Friday, September 11, 2009

The Reality of the Marginal Salesperson

Vice Presidents of Sales and/or Sales manager’s success rests on salespeople’s success, so let’s take a closer look at today’s typical sales force.

Many organizations equip salespeople with basic sales aids, and CRM software supported by marketing and/or advertising campaigns.

More often than not, we discover that a company's typical sales education includes these vague concepts:

• Know our product(s) well
• Work hard, make lots of calls to earn incentives
• Get the order, but use a “consultative” approach
• Open new accounts

Marginal salespeople say: “You get me in front of a good customer and I’ll make the sale every time.” In reality, they consistently miss their organization’s sales targets. Their response is, “These targets are unrealistic” or “these sales leads are no good.”

Based on our five levels of sales competency model, sixty to eighty percent of the salespeople we’ve observed are at the marginal level of competence.

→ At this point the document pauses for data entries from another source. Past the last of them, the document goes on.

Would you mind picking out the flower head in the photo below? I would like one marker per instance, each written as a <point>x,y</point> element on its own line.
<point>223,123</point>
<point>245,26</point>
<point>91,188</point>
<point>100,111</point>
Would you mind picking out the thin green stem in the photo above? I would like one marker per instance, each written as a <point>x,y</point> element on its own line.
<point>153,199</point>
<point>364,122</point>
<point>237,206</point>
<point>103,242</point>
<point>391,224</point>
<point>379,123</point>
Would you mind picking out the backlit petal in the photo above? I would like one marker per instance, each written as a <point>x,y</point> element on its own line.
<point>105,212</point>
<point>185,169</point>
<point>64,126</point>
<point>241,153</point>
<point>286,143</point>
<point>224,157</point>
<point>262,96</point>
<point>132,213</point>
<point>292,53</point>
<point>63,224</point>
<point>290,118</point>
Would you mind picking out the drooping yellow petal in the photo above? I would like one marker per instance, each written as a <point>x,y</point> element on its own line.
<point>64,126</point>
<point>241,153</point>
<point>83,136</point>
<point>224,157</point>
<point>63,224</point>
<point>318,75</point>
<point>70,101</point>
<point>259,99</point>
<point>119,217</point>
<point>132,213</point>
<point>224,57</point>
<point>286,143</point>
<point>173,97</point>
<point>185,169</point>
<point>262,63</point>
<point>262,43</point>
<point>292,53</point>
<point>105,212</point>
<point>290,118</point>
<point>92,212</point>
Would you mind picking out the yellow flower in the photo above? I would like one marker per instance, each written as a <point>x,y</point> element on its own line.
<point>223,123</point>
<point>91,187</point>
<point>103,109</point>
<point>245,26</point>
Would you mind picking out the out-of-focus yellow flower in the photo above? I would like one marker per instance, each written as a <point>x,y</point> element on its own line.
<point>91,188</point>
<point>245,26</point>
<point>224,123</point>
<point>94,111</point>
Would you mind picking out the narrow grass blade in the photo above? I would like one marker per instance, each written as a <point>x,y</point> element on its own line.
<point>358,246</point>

[Request our short profile to determine the level of your organization’s competencies]

Most of the time, when marginal salespeople speak with a qualified buyer; they do not make a sale. To them, it’s a matter of luck or persistence. Within minutes, they are in a price conversation.

Each time they book $50,000 worth of business, you’ve invisibly lost at least another $50,000 in obtainable sales. This analysis comes from projects where we coach salespeople from the ranks of order-takers to becoming excellent product-peddlers, then becoming collaborative problem-solvers. Typically, they increase their sales by twenty to two hundred percent.

The remaining twenty to forty percent of medium to high producers produce the bulk of a company’s sales volume.

Their reasons for leaving business on the table include:

• New accounts are scarce and hard to develop
(They contend they are too busy with established accounts)
• They are secure and satisfied with their current sales record
• They don’t recognize the need for developing their sales competency
(They believe the problem is their company or the market)
• New ideas and selling methods are too much work and are not worth the effort

Medium producers tell us: “Give me a qualified buyer or a big, juicy problem to solve, and I’ll close the sale – every time. What we need around here is lower, more competitive pricing, better advertising, more qualified leads, and a better web site.”

The cost to their organizations is as high as twice their current sales volumes. Typically, they increase their performance between fifty to one hundred percent by moving from a friendly visitor, problem-solver, or technical advisor relationship with customers to one of genuine collaboration and, ultimately, becoming a sustaining resource. This peer-to-peer relationship to high level prospects makes it almost impossible for competitors to penetrate their accounts, even with slick marketing.

If talking to a salesperson has no value other than repeating product information and/or generic “solutions” or they simply re-hash general features and benefits, they bring no value to prospective clients.